The implementation is fairly straight forward and doesn’t need much discussion.
public class SkipListMemtable implements Memtable {
private ConcurrentSkipListMap<ByteArrayWrapper, byte[]> map = new ConcurrentSkipListMap<>();
private final int id;
private AtomicLong estimatedSize = new AtomicLong(0);
public SkipListMemtable(int id) {
this.id = id;
}
@Override
public byte[] get(byte[] key) {
byte[] value = map.get(new ByteArrayWrapper(key));
return value == null ? null : Arrays.copyOf(value, value.length);
}
@Override
public void put(byte[] key, byte[] value) {
map.put(new ByteArrayWrapper(key), value);
estimatedSize.addAndGet(key.length + value.length);
}
// .. some functionality not shown
}
ByteArrayWrapper has been used as wrapper class with comparator. There are other ways to pass comparator, however this makes reading code easier. We shall handle delete calls later, as delete in LSM world means adding tombstones.
Iterator
Coming to 2nd important part of adding an iterator which can facilitate reading data to flush, as well as provide scan functionality. To keep things simple, kept the functionality to minimum
public record KeyValuePair(ByteArrayWrapper keyWrapper, byte[] data){}
public interface MemtableIterator {
boolean hasNext();
KeyValuePair next();
}
KeyValuePair was created to keep code simpler and in-sync with Iterator philosophy. It’s implemented differently on rust mini-lsm side.
The implementation mostly rely on the ConcurrentSkipListMap iterator. We have 2 cases to support
- Reading entire data of Memtable
- Reading partial data by providing key range. Here we shall keep life simple and ensure that provided keys are included.

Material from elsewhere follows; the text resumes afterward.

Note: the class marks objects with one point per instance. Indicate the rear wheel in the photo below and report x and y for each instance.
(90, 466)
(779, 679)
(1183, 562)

Key exclusion shall be implemented later
Here is quick implementation
public class DefaultMemtableIterator implements MemtableIterator {
private ConcurrentSkipListMap<ByteArrayWrapper, byte[]> map;
Iterator<Map.Entry<ByteArrayWrapper, byte[]>> iterator;
/**
* Defaulkt constructor to iterator complete Memtable like flushing to disk
* @param memtable
*/
public DefaultMemtableIterator(ConcurrentSkipListMap<ByteArrayWrapper, byte[]> memtable) {
this.map = memtable;
this.iterator = memtable.entrySet().iterator();
}
/**
* Memtable to be used when querying a range of data from within the Memtable
* To start we implement key's being inclusive, we can add the Bounds later
*
* @param memtable
* @param beginKey
* @param endKey
*/
public DefaultMemtableIterator(ConcurrentSkipListMap<ByteArrayWrapper, byte[]> memtable, ByteArrayWrapper beginKey, ByteArrayWrapper endKey) {
this.map = memtable;
NavigableMap<ByteArrayWrapper, byte[]> iterableMap;
if(beginKey == null && endKey == null) {
iterableMap = memtable;
} else if(beginKey == null ) {
iterableMap = map.headMap(endKey);
} else if(endKey == null ) {
iterableMap = map.tailMap(beginKey);
} else {
iterableMap = map.subMap(beginKey, true, endKey, true);
}
iterator = iterableMap.entrySet().iterator();
}
@Override
public boolean hasNext() {
return iterator.hasNext();
}
@Override
public KeyValuePair next() {
Map.Entry<ByteArrayWrapper, byte[]> entry = iterator.next();
return new KeyValuePair(entry.getKey(), entry.getValue());
}
}
We rely on the NavigableMap provided by ConcurrentSkipListMap. This completes a very basic Memtable implementation. There is more needed to handle Memtables in LSM, and we shall add them as we move forward on the journey.